Hi all...Been tearing my hair out a bit, deciding if I should go with Russian Accelerator Method or the Rosetta Stone program...Just looking for some opinions.
All input appreciated!

----------


## MJenkens

Hey MoscowB a friend of mine was in Accelerator and said it was pretty good, prob. going to check it out myself here shortly.  Here is a review of the top three Russian language courses if it helps.  Good luck.  http://docs.google.com/View?id=dddhr865_0gx8fkmdh

----------


## DDT

I wouldn't do either! Well, not if i had to pay for them anyway. If you have the money to throw away then get both, plus get Pimsleur Complete Russian. If you less money to throw away then just get Pimsleur. If you have no money to throw away then go to your library and see if they loan out Pimsleur there! You can always try the file sharing sites.

----------


## russianfan

Personally, I think Pimsleur is way overrated. I think it's decent for pronunciation -- as is any course that has audio of native speakers -- but it's good for little else. There's ton of posts on all the forums picking Pimsleur apart, so no need to rehash here.  
To answer the poster's Q, Rosetta and R.A.M. seem to be for different styles of learning. I haven't gone though R.A.M., but the course seems awesome for beginners, especially that Russian Destroyer thing they're tossing in, to learn Cyrillic. My experience, meanwhile, with Rosetta was generally positive, but the meaning is rarely clear from context. That's a huge problem, even though you are getting tons of exposure to the language. I think of a Rosetta as a supplement to a real course.

----------


## vox05

> Hey MoscowB a friend of mine was in Accelerator and said it was pretty good, prob. going to check it out myself here shortly.  Here is a review of the top three Russian language courses if it helps.  Good luck.  http://docs.google.com/View?id=dddhr865_0gx8fkmdh

 If Accelerator really has something like “My favorite sabaka is a German Shepperd" ... well... Are the others really even worse?  "Моя дог загнала соседского кэта на дерево." Maybe I'm also too picky about mocking of Russian pronunciation with available Latin letters adapted to English pronunciation, and students can't pick up vocabulary without this weird spoonfeeding?

----------


## MJenkens



----------


## DDT

> I think of a Rosetta as a supplement to a real course.

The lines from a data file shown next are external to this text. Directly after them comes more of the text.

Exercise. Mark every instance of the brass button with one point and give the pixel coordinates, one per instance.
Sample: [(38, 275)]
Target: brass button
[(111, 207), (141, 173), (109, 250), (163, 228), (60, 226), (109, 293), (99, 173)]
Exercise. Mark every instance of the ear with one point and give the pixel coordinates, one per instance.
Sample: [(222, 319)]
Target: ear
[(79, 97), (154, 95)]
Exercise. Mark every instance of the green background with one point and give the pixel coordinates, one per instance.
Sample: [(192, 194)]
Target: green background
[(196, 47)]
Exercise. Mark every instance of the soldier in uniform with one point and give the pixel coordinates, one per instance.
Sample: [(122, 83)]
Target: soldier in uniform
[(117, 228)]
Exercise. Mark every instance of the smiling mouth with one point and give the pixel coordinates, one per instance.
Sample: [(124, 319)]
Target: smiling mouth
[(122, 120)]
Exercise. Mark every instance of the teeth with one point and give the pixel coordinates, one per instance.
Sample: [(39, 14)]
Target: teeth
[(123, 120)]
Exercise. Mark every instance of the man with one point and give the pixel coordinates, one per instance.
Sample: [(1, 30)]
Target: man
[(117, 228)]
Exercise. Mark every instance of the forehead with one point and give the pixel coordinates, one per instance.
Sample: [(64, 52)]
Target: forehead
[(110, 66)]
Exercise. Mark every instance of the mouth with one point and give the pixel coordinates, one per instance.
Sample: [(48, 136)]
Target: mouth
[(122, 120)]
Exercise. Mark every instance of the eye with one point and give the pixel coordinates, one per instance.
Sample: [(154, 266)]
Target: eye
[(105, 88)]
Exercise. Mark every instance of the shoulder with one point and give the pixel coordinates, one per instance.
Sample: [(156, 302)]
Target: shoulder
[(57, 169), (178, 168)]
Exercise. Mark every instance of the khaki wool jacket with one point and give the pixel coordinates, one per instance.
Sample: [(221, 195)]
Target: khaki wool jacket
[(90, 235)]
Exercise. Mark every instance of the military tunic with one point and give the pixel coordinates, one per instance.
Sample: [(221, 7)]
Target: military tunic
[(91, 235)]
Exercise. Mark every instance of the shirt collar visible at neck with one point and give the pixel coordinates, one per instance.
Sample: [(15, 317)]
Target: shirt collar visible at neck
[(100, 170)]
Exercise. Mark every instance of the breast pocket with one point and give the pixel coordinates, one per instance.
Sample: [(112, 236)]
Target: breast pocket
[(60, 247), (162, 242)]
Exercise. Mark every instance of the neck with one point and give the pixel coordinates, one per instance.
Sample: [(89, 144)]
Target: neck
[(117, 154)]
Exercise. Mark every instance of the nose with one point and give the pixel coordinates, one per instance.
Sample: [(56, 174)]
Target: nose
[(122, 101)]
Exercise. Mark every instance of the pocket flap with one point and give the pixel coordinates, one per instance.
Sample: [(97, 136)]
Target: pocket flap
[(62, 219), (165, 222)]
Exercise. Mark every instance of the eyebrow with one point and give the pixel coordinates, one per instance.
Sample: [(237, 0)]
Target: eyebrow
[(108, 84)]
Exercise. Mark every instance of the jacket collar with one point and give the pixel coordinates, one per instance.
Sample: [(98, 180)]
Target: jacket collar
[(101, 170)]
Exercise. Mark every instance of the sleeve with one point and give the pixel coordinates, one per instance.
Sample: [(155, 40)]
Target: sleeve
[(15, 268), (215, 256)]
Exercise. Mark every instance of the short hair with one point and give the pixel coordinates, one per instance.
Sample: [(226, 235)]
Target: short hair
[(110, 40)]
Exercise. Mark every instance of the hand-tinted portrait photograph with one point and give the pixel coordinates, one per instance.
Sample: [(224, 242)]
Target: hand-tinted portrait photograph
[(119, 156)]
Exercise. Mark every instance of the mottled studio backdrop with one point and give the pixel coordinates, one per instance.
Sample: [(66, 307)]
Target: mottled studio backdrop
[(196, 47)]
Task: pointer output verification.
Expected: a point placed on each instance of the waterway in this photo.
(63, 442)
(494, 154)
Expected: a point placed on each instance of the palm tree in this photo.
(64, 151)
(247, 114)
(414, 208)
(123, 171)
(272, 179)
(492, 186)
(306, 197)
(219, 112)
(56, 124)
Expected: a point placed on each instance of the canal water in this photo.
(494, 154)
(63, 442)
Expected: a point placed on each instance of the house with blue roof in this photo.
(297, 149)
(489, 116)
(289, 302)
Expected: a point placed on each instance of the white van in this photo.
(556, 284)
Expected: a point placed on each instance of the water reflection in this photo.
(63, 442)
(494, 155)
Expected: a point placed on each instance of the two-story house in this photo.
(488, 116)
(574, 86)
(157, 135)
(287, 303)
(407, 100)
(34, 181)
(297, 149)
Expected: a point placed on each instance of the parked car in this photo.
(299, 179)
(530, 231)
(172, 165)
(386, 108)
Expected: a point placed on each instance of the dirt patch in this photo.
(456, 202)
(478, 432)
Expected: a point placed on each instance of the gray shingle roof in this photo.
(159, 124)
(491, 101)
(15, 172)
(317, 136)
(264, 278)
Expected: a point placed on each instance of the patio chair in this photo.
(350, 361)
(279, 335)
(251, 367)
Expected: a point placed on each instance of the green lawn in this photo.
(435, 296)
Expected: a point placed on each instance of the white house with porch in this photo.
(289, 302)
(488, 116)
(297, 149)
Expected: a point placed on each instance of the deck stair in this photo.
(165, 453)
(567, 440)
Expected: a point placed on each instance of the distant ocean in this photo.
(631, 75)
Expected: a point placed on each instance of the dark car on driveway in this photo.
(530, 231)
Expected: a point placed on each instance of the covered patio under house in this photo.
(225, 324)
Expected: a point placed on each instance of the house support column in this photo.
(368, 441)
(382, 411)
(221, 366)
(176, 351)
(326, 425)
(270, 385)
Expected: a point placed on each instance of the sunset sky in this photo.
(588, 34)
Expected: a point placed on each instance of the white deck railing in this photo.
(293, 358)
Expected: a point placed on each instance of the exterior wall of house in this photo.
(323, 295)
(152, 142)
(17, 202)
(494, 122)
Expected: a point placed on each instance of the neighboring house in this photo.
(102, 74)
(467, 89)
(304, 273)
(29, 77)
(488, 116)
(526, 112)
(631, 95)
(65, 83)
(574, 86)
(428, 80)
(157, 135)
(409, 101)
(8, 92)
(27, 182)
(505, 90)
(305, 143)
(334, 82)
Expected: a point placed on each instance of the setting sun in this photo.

 To be sure, they are ALL supplements to good books like New Penguin Russian Course. But I find Rosetta slower than Pimsleur because Rosetta, though having the opportunity to tell you right away what a word means, makes you watch hours and hours of video until you finally figure it out. A complete waste of hours in this day and age, when they could have just added the meanings somewhere in there, as Pimsleur does. My advice to people is just to do "everything" you have available and can find, and do it a lot. BUt you do need to understand the case system, (books) and you do need to use some kind of oral listening system. (MP3 player so you can use it often) You can't ride the metro of bus or bicycle or drive a car or jog with a laptop!

----------


## MoscowBound

I think the "spoonfeeding"  of Russian words is going to work well with me. Like Jenkins wrote, I also know -- just from reading that review -- what a sabaka is (even if my pronunciation is off at first, at least i know the word now.)...Accelerator uses native speakers, so I'm not worried about getting pronunciation. It's the learning of words quickly and efficiently that I'm after. And I totally agree with DDT: Rosetta seems like it takes for ages until you learn a word, and even then, everyone says *you're not really sure* of the meaning. Ok, it's settled then: This newbie is tryin' Russian Accelerator...and DDT's New Penguin Course...juuuust to be safe!  ::  
I am soooo psyched to be finally taking the Russian plunge, you guys!!! Next summer: Hermitage, Red Square, eating some red caviar outside Lenin's tomb...I want the whole experience, and if i can actually speak and use some Russian while I'm there, I'd be ecstatic. 
Thanks all for the advice! Will be checking in frequently to practice on you guys, if that's ok!

----------